Well, the best answer I have seen is in this, one of Orac’s most succinct articles. I do not, myself, have much to add, so I shall merely provide that link and provide a summary for the most impatient among you (though if you are that impatient, why read someone so wordy as me?).

The one piece of irony I wish to add is that I have seen pre-emptive protests by those who do buy into this stuff that claiming that diagnostics have improved radically in the past few decades won’t cut it—irony, because I have never seen anyone claim that we are better now than previously at diagnosing autism. Instead—and here I go into brief summary mode for that article—what has happened is that the diagnostic criteria have changed. In a very real sense, the definition of autism has changed.

What seems to have happened is this: Various sources of statistics, like those for students with any kind of significant learning disabilities, classify those students by their primary diagnosis. A couple of decades ago, autism wasn’t even a category. By sixteen years ago, people were diagnosed as autistic if they met a specific set of criteria. More recently, the criteria have expanded, autism has been expanded into autism spectrum disorder (and many who are diagnosed on that spectrum are defined as high-functioning: They may have ‘peculiarities’, but are not ‘disabled’ in any serious sense)…and of course the number of people diagnosed as autistic have gone up.

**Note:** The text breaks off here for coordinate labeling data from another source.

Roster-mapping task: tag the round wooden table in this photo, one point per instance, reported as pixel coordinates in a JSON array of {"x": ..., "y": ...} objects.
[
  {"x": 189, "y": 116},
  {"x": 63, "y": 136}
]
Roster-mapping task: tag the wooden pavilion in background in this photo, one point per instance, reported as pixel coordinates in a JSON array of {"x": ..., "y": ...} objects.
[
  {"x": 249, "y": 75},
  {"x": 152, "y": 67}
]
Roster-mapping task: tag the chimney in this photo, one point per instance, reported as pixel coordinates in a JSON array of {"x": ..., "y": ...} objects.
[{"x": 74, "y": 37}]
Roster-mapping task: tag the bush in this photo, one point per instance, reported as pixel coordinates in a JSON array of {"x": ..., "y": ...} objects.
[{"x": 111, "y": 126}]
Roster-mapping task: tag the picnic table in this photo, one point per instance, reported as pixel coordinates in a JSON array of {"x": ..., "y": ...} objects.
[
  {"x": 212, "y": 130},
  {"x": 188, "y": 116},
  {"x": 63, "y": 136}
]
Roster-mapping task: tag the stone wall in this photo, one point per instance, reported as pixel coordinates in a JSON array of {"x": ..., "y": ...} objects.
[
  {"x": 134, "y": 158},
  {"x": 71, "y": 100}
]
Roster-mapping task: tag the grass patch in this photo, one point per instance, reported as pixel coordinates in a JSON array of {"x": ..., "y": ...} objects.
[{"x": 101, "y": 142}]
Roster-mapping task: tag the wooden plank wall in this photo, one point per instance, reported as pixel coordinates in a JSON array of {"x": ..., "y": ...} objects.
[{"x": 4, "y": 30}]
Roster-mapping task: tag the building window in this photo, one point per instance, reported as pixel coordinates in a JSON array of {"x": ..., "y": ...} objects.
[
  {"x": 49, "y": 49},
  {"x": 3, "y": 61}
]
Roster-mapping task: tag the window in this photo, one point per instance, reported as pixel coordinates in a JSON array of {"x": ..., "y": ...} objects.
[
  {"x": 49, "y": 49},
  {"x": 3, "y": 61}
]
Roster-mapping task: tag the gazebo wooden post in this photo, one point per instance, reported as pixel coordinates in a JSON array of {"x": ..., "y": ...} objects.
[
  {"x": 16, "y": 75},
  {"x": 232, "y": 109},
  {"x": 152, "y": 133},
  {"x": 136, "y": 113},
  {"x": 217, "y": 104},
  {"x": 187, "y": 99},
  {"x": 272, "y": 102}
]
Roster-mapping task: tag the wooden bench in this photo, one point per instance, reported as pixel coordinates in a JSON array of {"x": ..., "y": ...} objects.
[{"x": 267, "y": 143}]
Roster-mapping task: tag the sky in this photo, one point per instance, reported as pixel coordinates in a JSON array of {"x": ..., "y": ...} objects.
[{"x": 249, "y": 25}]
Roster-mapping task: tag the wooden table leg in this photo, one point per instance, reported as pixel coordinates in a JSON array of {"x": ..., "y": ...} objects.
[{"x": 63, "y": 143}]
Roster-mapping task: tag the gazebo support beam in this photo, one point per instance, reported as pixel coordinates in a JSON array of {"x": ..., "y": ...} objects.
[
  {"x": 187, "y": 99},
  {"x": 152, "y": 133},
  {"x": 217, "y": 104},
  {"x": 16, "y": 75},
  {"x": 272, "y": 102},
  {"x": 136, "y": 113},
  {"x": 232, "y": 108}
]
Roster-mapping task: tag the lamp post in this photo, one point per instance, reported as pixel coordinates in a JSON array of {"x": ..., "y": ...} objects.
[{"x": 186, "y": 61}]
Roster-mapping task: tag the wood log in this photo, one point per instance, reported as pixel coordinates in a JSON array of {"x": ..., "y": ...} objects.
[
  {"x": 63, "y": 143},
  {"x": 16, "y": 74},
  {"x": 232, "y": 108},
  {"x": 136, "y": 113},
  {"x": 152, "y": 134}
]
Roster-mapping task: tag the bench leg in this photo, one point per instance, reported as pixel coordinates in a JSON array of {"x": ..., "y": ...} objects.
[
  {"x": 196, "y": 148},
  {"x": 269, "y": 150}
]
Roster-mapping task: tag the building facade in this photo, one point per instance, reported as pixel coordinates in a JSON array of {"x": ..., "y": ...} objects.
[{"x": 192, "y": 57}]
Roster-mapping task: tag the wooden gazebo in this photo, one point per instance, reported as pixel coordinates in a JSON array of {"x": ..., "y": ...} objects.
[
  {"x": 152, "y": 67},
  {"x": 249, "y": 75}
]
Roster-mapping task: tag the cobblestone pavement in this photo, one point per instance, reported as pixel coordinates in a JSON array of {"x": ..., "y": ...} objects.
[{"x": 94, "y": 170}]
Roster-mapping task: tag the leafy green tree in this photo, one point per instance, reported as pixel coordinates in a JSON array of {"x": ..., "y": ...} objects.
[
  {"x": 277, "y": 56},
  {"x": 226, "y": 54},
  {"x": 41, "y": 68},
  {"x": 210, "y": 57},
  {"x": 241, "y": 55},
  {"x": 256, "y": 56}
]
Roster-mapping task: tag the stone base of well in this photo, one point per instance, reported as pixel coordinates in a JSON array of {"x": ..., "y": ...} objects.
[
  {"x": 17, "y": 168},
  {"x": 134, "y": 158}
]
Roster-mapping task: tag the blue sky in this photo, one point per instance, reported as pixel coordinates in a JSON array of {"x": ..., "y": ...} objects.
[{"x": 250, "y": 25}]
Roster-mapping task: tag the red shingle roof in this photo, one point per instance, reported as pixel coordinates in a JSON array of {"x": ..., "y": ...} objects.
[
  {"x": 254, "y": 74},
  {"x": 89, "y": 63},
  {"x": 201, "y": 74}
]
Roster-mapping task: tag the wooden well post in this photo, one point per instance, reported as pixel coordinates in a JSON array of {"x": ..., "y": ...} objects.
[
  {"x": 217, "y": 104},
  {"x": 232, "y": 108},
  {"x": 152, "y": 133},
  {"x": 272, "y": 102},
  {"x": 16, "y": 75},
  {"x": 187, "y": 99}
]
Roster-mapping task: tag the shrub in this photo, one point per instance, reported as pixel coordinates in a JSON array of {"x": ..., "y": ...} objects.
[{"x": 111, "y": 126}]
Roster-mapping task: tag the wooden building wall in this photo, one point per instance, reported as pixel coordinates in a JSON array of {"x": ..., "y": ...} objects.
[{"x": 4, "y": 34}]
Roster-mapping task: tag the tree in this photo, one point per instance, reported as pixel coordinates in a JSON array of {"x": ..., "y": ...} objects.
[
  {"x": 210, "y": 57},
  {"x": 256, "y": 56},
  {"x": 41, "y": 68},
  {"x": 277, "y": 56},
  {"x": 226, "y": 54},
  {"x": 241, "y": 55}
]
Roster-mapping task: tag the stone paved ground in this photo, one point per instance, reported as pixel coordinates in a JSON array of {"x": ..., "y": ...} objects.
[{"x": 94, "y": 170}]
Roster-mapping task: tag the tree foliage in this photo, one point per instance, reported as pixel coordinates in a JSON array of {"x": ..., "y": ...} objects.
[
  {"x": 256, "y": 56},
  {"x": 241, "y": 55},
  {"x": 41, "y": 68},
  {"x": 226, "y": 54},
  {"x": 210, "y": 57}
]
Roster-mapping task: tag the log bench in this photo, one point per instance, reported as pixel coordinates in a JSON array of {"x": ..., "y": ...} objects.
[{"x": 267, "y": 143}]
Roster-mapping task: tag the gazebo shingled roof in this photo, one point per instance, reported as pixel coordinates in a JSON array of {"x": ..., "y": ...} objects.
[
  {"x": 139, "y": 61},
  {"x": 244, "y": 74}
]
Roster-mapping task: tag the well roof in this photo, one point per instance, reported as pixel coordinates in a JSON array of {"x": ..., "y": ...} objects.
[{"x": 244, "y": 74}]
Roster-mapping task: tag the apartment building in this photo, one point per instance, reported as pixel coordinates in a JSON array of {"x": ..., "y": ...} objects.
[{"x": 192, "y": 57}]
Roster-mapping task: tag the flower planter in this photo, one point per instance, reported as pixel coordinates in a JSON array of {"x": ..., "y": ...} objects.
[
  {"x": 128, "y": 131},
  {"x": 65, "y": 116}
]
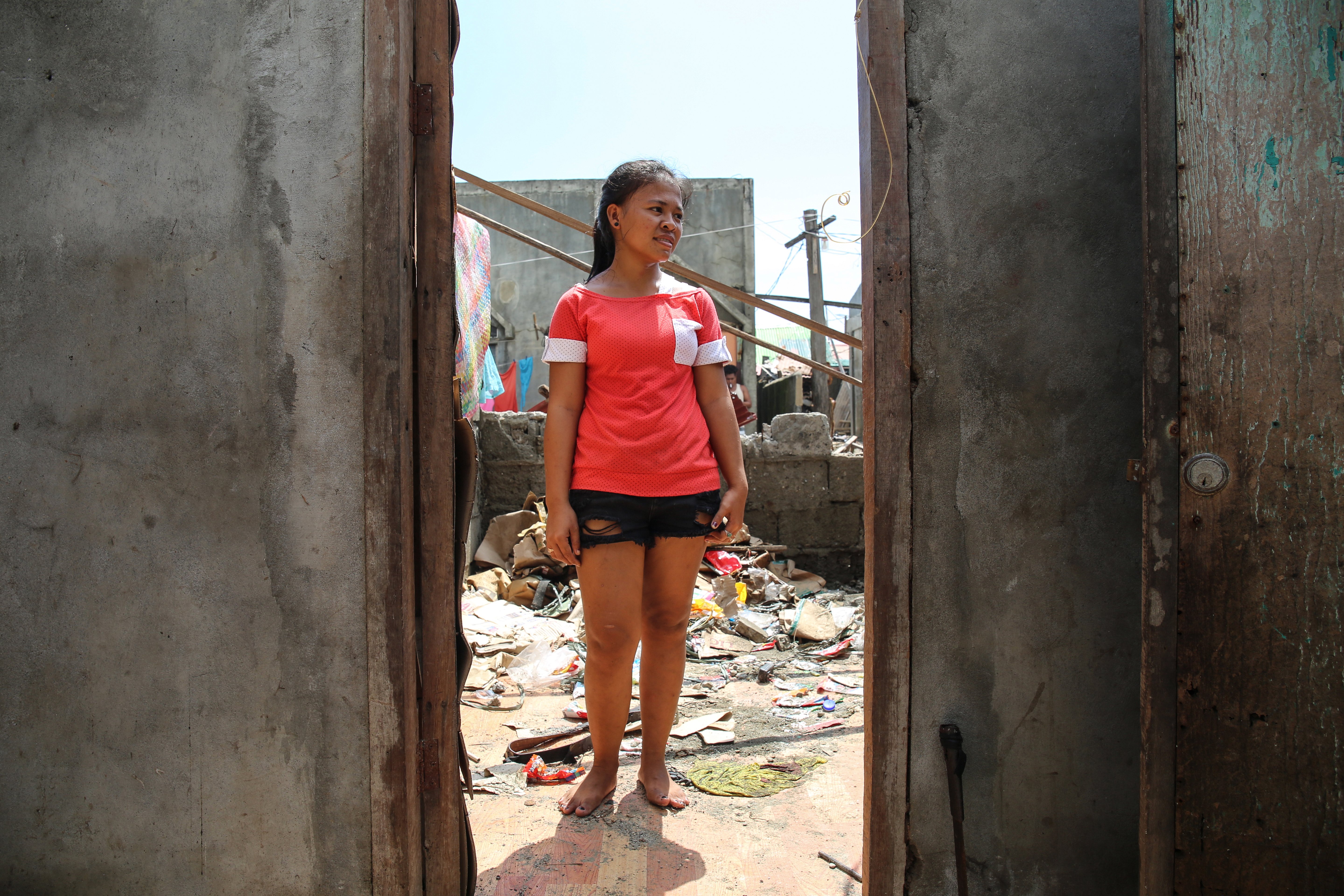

Well, of course they have! Thirty years ago they’d have been diagnosed as something else entirely. And this is not because doctors have become better at making the diagnoses: No one is claiming that. Instead, the medical community has changed the definition of what it means to be autistic. (This may very well be for good reason: Unifying similar conditions, etc.) Thirty years ago, perhaps, you were diagnosed with autism if you showed symptoms X, Y, or Z; now you may be diagnosed on the autism spectrum if you show two or more out of the symptoms X, Y, Z, U, V, or W.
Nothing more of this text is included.